According to CUNA Mutual Trends Report author Dave Colby, credit unions should have no problem securing more auto loans well into the future. “We assume new vehicle sales will remain strong enough (above the 15 million unit annual rate), manufacturers will continue to ease off on subsidized financing incentives and credit unions will remain very competitive on rates,” he writes in the February report. “The December 2012 national average credit union new vehicle loan rate estimate is 3.44%, down 56 basis points since December 2011.”
Richard Reese, president of Kentucky Telco Federal Credit Union ($302 million, Louisville, KY) believes that early economic indicators are driving more people to make a decision to purchase a vehicle. “After sitting on the sidelines for four or five years, there are people who need to make a purchase of a car,” he told Business First. “But also, people are feeling like the economy is showing early signs of (growth).”
Kentucky Telco’s net auto loan portfolio grew by nearly 20% in 2012, which the credit union considers to be a year-over-year growth. Reese says that thus far 2013 auto loan activity has been "significantly higher than it would be in any winter in recent memory."
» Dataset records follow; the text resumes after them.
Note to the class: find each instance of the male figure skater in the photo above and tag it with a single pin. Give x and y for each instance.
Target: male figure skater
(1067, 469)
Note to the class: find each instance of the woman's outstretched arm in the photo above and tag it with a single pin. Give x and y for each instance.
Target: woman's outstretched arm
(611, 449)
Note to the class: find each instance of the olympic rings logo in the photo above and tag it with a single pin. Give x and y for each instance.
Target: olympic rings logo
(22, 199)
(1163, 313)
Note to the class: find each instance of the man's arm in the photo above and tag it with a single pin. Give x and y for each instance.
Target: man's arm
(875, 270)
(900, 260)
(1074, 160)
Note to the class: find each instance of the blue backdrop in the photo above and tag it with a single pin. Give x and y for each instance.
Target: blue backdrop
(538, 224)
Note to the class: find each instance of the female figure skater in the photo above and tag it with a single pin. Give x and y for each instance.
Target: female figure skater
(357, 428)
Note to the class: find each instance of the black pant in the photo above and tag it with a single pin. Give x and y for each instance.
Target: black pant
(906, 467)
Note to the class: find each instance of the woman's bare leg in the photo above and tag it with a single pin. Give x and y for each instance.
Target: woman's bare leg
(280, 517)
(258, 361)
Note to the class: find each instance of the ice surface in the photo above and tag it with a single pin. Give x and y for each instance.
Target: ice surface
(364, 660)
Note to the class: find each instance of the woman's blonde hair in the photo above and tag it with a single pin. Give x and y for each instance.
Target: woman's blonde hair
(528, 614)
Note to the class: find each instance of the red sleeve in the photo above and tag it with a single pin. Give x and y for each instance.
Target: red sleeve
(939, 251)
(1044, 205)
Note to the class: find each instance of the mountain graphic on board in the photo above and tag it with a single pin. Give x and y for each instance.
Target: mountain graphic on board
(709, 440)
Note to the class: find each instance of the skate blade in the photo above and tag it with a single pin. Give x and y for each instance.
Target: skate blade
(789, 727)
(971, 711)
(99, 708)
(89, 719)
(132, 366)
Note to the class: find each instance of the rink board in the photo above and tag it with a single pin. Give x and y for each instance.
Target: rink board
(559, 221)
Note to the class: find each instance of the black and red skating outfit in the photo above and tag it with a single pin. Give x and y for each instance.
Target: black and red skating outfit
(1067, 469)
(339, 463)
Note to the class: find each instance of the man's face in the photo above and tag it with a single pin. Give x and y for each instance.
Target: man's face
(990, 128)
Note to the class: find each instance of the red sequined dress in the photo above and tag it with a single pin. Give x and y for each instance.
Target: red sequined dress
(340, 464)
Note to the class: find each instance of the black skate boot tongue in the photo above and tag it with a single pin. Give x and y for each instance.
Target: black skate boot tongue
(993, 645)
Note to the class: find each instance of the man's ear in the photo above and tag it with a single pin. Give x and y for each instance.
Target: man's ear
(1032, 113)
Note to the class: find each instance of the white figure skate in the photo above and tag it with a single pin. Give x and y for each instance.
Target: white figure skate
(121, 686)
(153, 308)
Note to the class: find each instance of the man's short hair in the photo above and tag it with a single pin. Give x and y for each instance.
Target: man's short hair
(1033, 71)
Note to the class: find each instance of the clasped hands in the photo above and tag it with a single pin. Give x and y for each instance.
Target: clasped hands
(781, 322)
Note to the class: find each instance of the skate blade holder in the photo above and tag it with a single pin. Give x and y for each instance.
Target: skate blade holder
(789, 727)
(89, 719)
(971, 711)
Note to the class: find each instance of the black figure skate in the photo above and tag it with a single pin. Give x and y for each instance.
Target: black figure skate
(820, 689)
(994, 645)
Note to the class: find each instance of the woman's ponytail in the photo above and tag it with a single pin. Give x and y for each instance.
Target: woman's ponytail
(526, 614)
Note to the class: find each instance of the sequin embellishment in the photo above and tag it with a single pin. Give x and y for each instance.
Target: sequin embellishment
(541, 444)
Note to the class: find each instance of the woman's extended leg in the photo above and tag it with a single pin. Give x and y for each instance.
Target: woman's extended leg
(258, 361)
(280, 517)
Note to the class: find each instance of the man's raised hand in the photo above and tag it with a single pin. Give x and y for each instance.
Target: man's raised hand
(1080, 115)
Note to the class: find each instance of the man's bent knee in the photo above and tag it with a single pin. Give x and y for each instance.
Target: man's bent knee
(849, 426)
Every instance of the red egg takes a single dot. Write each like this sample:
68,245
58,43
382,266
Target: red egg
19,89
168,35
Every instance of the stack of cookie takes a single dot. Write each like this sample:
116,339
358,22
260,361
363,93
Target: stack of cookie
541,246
Reese adds that the credit union has made auto loans its primary focus and has also developed special outreach efforts to further its efforts. These efforts include creating some successful member outreach programs and developing a strong relationship with some area dealers. Combining those aspects with a well-trained staff and great rates has resulted in strong loan growth.
Can the Sequester Rain on the Auto Buying Parade?
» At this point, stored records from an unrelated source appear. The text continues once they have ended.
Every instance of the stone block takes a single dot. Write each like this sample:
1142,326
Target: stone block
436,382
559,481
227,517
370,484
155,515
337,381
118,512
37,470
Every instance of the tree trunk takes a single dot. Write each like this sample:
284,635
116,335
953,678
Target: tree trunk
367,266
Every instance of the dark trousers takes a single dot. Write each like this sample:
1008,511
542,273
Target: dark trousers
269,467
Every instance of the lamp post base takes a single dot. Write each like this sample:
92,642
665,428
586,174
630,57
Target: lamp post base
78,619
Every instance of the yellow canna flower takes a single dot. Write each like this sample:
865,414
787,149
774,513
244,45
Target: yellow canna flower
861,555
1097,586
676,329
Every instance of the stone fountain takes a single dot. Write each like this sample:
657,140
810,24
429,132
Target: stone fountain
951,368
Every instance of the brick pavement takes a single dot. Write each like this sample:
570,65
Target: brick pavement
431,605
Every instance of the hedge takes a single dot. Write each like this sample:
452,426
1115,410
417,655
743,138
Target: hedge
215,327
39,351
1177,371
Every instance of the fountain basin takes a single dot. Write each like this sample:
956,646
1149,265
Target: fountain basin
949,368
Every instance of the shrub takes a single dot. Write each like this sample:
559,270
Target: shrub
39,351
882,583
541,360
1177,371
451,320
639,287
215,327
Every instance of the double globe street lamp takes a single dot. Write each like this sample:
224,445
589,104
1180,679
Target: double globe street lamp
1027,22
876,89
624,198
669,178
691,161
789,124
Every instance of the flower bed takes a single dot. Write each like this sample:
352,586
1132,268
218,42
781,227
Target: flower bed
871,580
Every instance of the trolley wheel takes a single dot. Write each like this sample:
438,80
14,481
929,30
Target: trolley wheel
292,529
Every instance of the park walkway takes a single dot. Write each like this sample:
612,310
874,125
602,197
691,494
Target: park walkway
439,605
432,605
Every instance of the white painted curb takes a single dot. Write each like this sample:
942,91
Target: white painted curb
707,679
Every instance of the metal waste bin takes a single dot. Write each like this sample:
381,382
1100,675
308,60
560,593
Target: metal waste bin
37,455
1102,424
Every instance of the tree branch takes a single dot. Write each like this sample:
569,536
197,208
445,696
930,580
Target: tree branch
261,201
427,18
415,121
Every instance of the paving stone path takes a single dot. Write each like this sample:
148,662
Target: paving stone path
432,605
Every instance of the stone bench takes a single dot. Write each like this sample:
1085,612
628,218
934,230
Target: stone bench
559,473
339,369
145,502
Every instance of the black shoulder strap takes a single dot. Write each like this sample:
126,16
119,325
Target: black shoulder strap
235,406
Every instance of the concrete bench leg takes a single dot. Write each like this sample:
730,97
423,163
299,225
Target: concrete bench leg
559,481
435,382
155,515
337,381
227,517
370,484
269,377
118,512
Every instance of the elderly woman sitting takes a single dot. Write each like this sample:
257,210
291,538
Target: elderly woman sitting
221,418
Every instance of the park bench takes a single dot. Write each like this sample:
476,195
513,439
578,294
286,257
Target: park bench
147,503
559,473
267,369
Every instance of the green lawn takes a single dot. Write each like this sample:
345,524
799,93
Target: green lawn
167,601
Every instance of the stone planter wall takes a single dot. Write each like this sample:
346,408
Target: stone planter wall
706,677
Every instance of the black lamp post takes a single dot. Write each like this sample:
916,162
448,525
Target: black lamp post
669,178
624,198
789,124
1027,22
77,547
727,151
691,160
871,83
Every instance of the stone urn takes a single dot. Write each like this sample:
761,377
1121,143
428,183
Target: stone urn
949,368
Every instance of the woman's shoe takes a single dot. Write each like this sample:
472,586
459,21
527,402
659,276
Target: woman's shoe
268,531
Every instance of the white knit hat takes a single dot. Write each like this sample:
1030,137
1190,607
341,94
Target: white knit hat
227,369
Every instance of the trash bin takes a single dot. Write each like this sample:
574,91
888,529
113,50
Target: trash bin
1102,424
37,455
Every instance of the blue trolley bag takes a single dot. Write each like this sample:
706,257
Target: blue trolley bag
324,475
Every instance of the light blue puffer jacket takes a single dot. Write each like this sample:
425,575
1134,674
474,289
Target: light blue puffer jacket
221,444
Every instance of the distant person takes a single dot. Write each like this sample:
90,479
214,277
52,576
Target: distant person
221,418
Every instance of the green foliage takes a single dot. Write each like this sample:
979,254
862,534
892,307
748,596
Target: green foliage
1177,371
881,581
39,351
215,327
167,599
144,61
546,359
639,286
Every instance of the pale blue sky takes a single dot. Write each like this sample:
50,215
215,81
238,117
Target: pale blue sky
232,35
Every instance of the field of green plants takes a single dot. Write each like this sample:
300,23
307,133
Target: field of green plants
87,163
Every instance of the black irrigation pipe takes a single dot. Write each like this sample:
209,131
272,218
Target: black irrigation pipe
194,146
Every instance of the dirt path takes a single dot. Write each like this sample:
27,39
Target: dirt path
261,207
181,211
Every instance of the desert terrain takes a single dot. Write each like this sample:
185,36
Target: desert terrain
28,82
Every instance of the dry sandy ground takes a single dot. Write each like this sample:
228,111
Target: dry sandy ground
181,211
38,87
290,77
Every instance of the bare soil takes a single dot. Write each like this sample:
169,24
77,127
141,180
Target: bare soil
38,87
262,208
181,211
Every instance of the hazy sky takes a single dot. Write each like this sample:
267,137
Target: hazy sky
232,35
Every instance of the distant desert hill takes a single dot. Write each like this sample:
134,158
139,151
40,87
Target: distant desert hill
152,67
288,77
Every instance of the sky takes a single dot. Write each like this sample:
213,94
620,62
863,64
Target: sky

As the economy finally started the turn around, news of a government shut down and severe cuts are threatening to destroy progress Americans have worked so hard to achieve.
However, auto makers aren’t cashing in their chips just yet. Big manufacturers like General Motors and Ford Motor Company believe that continued low rates, pent up demand and rising home prices will keep growth on track.
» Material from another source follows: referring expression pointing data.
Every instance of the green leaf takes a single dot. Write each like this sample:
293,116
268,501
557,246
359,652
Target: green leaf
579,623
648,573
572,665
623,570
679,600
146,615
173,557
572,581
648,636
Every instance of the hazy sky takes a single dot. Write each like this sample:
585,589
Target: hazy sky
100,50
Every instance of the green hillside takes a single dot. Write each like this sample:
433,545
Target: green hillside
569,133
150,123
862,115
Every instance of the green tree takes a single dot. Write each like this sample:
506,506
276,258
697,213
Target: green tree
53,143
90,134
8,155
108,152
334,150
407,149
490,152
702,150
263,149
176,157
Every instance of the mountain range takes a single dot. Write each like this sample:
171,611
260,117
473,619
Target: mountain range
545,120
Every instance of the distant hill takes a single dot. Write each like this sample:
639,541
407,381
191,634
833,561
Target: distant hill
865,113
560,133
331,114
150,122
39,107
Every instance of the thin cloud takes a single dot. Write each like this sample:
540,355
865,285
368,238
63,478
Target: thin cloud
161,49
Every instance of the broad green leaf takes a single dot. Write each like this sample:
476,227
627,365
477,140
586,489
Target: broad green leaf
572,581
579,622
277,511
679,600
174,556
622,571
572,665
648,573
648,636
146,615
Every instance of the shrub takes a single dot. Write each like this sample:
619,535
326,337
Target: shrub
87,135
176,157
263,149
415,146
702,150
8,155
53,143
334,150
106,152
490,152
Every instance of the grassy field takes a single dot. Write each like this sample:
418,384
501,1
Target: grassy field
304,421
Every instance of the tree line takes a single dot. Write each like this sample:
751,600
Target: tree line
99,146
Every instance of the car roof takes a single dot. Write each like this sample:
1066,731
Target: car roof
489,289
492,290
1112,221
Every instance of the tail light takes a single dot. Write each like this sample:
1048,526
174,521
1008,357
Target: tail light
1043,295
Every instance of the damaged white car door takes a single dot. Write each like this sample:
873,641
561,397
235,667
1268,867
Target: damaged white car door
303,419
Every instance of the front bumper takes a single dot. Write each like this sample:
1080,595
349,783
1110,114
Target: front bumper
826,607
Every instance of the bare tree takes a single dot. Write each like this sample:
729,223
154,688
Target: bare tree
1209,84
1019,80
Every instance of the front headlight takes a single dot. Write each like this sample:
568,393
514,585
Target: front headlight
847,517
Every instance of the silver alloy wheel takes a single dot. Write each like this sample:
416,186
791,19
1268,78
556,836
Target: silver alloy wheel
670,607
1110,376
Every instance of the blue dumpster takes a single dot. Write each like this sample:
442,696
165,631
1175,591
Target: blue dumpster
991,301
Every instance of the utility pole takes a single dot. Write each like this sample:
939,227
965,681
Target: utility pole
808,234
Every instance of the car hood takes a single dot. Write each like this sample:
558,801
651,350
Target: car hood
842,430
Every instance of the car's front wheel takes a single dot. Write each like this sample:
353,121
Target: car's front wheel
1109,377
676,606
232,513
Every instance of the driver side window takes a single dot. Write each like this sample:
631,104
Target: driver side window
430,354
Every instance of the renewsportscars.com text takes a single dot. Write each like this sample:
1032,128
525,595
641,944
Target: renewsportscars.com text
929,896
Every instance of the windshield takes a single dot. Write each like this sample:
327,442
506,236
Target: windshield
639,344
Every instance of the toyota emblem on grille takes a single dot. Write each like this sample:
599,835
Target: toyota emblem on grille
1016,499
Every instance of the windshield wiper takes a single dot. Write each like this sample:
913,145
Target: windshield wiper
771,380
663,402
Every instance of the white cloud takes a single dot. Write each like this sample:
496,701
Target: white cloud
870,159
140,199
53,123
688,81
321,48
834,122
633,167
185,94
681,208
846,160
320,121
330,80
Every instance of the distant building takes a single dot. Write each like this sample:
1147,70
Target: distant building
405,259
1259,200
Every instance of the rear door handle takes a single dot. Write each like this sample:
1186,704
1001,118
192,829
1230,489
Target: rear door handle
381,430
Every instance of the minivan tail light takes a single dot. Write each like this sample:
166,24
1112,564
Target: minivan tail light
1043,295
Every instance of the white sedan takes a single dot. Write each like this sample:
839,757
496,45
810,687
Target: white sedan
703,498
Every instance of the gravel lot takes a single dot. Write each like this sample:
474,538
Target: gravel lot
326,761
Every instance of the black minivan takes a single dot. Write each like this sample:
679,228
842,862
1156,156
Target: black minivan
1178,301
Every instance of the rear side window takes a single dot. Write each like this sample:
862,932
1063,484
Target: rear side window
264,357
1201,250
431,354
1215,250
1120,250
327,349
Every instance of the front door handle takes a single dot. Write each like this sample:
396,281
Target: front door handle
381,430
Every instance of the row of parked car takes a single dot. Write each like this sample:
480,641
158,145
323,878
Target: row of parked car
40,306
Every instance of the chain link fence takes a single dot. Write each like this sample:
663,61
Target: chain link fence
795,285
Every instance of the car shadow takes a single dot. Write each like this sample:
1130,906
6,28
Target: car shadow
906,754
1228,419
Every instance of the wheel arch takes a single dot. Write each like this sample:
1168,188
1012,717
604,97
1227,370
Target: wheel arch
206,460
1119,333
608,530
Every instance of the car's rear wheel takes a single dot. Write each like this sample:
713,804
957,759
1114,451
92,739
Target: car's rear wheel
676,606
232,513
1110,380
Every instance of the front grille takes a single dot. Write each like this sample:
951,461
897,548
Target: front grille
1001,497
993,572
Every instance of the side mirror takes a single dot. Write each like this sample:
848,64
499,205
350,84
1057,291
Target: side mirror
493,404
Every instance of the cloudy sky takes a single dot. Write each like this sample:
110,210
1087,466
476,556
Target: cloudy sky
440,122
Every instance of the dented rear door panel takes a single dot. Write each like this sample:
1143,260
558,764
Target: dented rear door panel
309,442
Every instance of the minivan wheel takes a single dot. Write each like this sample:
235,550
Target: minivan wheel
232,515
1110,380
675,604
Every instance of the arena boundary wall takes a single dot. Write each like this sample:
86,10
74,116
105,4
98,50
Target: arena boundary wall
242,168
Ford Motor Company economist, Ellen Hughes-Cromwick told The Wall Street Journal that numerous factors will influence the auto buying landscape.
“If sequestration is fully implemented and that is still an if, because if we have several hours on the clock here today, by our estimate, represents about a half a point on GDP growth,” she said. “That is assuming all of these things are sort of static. We’re seeing housing really kick in a little bit more capital goods orders up and I think that it is encouraging to see that consumers may have a little bit of nerves of steel in light of the sequestration. So I think that there is some regional impacts that may be a little bit bigger, especially in Virginia and Maryland, but we’re estimating about a half a point all in.”
Kurt McNeil, vice president of US sales operations for General Motors told The Wall Street Journal that Americans have simply become apathetic toward Washington politics. “Is all the short-term conversation and Washington having a negative impact on consumer confidence? Yes maybe to some degree but quite frankly we think most of America is getting a little tired of hearing about some of the dysfunction.”
Are you going to let the sequester influence your decision to purchase a vehicle or have you found a credit union that can put you in your dream wheels now?